MA: Enteresan bir tespit. Bakıyorum. Gerçekten de Kanuni Sultan Süleyman ve Mimar Koca Sinan bir bütünü, birliği, benzeri tarif ettikleri için yaşamlara sığması mümkün görünmeyen şeyleri başardılar. Sinan ve Kanuni hakkında onları ruh eşi diye tarif etmiş. Doğru birşeyler tespit etmiş. Bunu ruh ikizleri diye tarif etmek belki daha doğru olurdu. Ruh eşi ve ruh ikizleri kavramları biraz farklıdır, ama genel olarak doğru.

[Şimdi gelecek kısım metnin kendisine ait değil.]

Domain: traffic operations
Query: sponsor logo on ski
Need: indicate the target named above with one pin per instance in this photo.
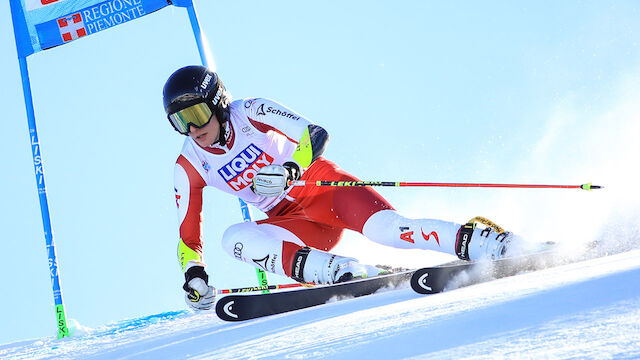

ZK: Bir Marc Cohn şarkısıydı sanırım, yaşlı bir çiftin el ele kol kola sevgiyle bakışmalarını anlatan bir şarkı vardı. Ruh eşlerinin yaşadığı bir şans sanırım bu. Bu buluşma imkânsız değil ama zor herhalde. Yani ruh eşleri eğer buluşurlarsa bağlar çok çok kuvvetli oluyor sanırım. Biraz daha aktarmanızı istesem?

MA: Çok şarkı var diğer yarımızı aramak, bulmak üzerine. Mutlu hissetmeyi ertelemek pek de anlamlı gelmiyor bana. Bugün gidince geri gelir mi? Hayır. O zaman yaşamaya devam etmeliyiz? Yarın için değil. Bugün yaşamalıyız. Yarına ertelemek, yarını ve bir insanı beklemek insanı mutlu etmez. Edemez.

Neden mi bahsediyorum? Belki kimileri biliyor.

Sevgiye açılmak için neler yapmalıyız? Neler yapıyorsunuz?

Hayatınızda sevgiden bahsediyor musunuz? Sevdiklerinize söylüyor musunuz? Kötü şeyi söylüyoruz. Sevgiye gelince - aman dur çocuğu şımartma. Aman canım söylenir mi şimdi deyip söylemiyoruz.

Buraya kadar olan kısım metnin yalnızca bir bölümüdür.